6. Cameras with Higher Megapixels have Better Picture Quality
Most people prefer buying a smartphone that offer cameras with higher megapixels in the hope of getting better picture quality. Every smartphone manufacturer highlights this feature to attract more customers when the truth is that the picture quality does not just depend on the pixel count. The size of the camera sensor also plays an important part in the quality of the image. Camera with larger sensors picks more light data, making your images look more crisp. So avoid taking a decision solely on the number of pixels. Instead, check the size of the camera’s sensor before buying a smartphone for taking pictures. The whole concept is best explained by an article on CNET. By the way, this rule also applies on digital cameras.
7. Private Browsing Protects Your Privacy Online
Browsers offer a special feature which claim to offer additional security and privacy. This feature, known as private or ignite browsing, allegedly keeps your browser from saving the details about the websites you visit. The truth is that this feature is not as private as it claims to be. The websites and ad trackers can easily track your browsing history and other browsing activities in incognito mode. It is also proved in a 2010 study done at Stanford University. It is strongly recommended that you delete your browsing history every week. Furthermore, it is better to use a proxy server or VPN (virtual private network) to surf the web.

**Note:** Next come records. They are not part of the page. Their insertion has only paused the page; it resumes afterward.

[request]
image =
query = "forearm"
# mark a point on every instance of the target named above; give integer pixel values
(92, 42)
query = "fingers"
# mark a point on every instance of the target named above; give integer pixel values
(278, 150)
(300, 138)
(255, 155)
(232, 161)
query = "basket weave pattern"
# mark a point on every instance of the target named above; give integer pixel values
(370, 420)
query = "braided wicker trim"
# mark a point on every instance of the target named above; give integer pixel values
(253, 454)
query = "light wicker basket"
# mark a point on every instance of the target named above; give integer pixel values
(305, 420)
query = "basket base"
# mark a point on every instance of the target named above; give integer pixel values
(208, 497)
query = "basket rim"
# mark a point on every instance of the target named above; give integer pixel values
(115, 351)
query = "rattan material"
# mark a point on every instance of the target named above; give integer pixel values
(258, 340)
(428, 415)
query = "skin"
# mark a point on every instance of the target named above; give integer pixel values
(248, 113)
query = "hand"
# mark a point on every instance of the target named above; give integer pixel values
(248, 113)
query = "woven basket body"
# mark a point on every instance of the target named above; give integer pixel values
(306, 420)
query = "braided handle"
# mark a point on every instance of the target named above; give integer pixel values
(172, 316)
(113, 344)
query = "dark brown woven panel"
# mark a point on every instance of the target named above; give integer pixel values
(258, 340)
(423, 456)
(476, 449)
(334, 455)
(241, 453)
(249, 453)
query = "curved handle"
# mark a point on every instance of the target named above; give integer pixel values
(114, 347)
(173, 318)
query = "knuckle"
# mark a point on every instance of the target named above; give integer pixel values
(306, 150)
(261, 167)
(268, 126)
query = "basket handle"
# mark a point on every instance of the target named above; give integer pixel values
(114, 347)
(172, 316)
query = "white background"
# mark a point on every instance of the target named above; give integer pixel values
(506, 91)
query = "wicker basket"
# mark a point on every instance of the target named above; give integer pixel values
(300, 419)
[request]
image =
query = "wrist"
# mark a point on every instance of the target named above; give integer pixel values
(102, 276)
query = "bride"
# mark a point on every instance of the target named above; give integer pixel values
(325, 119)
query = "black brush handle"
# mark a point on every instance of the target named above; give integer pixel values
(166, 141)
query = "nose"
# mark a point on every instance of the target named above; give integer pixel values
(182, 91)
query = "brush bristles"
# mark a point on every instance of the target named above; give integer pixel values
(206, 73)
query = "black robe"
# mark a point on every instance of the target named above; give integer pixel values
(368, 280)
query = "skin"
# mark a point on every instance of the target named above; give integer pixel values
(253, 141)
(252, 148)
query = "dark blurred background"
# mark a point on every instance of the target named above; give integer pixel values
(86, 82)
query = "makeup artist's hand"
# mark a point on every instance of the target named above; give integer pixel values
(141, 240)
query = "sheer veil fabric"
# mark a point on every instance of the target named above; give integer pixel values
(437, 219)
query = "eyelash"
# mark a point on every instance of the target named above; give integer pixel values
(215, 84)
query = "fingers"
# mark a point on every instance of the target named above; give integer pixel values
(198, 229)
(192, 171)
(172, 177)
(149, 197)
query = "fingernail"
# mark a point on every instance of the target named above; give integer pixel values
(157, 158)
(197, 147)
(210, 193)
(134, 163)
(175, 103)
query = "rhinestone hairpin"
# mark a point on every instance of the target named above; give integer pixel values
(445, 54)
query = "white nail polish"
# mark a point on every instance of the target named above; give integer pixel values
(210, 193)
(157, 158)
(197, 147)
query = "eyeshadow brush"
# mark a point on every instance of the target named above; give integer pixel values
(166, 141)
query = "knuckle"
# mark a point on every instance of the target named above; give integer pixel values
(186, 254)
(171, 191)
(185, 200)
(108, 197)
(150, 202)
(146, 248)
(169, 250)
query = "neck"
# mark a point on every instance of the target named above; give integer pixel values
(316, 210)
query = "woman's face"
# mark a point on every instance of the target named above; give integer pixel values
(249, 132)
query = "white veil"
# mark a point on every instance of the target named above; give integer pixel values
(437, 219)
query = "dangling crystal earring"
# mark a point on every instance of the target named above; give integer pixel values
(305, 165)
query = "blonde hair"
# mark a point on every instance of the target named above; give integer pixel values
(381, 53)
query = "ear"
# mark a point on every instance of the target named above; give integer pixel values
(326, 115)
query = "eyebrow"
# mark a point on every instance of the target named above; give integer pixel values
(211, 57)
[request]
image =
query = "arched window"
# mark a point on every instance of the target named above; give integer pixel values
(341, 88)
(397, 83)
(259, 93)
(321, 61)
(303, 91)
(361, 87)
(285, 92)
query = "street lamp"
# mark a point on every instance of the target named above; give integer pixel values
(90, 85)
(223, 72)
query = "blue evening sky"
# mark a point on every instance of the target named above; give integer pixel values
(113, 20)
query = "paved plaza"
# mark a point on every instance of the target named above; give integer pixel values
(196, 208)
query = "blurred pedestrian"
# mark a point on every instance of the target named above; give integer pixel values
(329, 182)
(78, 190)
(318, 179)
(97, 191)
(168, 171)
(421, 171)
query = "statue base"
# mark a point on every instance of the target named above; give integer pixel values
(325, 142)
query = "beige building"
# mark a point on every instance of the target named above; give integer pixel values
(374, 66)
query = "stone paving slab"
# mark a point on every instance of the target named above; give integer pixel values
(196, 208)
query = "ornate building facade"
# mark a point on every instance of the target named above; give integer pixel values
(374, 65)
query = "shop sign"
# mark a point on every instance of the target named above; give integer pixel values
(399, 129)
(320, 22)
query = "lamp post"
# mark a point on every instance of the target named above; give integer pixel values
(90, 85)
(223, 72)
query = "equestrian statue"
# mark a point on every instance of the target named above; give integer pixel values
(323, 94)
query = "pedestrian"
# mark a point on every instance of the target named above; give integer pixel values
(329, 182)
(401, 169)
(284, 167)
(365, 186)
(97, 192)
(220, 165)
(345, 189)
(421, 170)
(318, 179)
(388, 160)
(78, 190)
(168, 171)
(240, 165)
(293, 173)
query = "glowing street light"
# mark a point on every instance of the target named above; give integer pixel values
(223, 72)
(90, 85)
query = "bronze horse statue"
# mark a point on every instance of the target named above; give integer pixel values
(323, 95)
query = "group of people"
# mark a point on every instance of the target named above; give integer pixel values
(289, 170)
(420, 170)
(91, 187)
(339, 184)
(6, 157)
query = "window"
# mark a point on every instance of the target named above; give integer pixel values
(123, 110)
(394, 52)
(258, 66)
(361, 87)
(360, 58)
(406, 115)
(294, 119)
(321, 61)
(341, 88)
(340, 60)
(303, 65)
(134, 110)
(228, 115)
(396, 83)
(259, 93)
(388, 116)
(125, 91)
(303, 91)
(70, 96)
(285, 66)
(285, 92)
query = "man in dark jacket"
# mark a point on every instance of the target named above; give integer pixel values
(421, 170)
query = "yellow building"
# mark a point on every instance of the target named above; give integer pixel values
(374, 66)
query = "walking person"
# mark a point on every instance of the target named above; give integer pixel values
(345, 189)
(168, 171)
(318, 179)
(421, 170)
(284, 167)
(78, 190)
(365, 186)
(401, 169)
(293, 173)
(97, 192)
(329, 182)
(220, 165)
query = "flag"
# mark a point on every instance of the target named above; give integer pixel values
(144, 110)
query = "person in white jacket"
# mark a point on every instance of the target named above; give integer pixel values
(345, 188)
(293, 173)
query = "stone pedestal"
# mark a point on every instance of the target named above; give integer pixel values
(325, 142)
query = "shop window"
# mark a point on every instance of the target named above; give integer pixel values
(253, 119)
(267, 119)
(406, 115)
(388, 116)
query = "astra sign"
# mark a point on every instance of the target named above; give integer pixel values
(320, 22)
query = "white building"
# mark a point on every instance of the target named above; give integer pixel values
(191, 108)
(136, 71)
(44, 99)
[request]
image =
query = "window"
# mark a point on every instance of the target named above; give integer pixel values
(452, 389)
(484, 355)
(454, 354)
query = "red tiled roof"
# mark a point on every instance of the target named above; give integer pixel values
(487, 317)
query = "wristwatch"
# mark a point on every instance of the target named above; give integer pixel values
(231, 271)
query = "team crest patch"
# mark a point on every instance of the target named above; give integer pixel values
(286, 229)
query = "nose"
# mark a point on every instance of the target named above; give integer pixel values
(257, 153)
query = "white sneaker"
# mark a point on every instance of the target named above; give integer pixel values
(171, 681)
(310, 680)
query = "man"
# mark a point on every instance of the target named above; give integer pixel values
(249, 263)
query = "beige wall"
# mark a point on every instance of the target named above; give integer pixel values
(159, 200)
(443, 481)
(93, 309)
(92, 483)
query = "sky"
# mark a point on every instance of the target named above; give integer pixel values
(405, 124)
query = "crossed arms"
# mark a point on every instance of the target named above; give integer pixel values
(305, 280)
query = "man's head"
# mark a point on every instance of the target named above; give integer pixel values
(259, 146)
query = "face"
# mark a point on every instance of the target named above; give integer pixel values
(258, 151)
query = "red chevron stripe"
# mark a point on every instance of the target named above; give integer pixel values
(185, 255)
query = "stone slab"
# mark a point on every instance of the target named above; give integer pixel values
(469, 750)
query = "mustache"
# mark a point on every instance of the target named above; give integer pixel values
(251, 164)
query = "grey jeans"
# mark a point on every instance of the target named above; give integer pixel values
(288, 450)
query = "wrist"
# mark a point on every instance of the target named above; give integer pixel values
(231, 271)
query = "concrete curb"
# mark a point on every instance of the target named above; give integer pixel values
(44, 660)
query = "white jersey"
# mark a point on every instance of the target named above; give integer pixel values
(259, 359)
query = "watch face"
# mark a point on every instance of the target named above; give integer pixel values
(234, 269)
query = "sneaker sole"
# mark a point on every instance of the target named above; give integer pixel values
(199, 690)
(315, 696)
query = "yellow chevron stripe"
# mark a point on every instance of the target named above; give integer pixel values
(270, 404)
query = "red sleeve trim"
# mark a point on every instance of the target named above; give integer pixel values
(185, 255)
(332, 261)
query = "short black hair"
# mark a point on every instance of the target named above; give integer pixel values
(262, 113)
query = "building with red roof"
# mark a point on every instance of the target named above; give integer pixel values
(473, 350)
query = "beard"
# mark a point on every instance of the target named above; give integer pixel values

8. 64-Bit OS Runs Faster Than 32-Bit OS
Another common tech myth circulating for quite a time now is that 64-Bit OS works faster than 32-Bit. In actual, the only difference between them is the ability to save data. The number of bits in a processor determines the quantity of data it can handle. They have nothing to do with the performance.
9. Signal Bars on Smartphones Determine Signal Strength
People tend to change their location when they find one or two signal strength bars on their smartphone thinking that smartphone is receiving weak mobile signals. It is generally assumed that signal bars on smartphones represent the quality of mobile signals. The truth is that signal bars have nothing to do with the signal strength. The signal bars show the strength of signals your mobile is receiving from the nearby mobile tower. Your device may show strong signals, but if there is a single tower in your location and a large number of people are connected to it, then you will face communication issues.
10. Third-Party Chargers Damage Your Devices
It is generally believed that third-party chargers damage the device. This misconception is only partially true. If you are using a branded charger manufactured by a reliable company like Monoprice or Belkin and it is compatible with your device, then there is no harm in using it. On the other hand, low-quality chargers that do not have an established brand name may damage your device. The best option is to use the charger that comes with the device, but if it gets damaged or goes missing, then it is perfectly fine to use a third-party charger.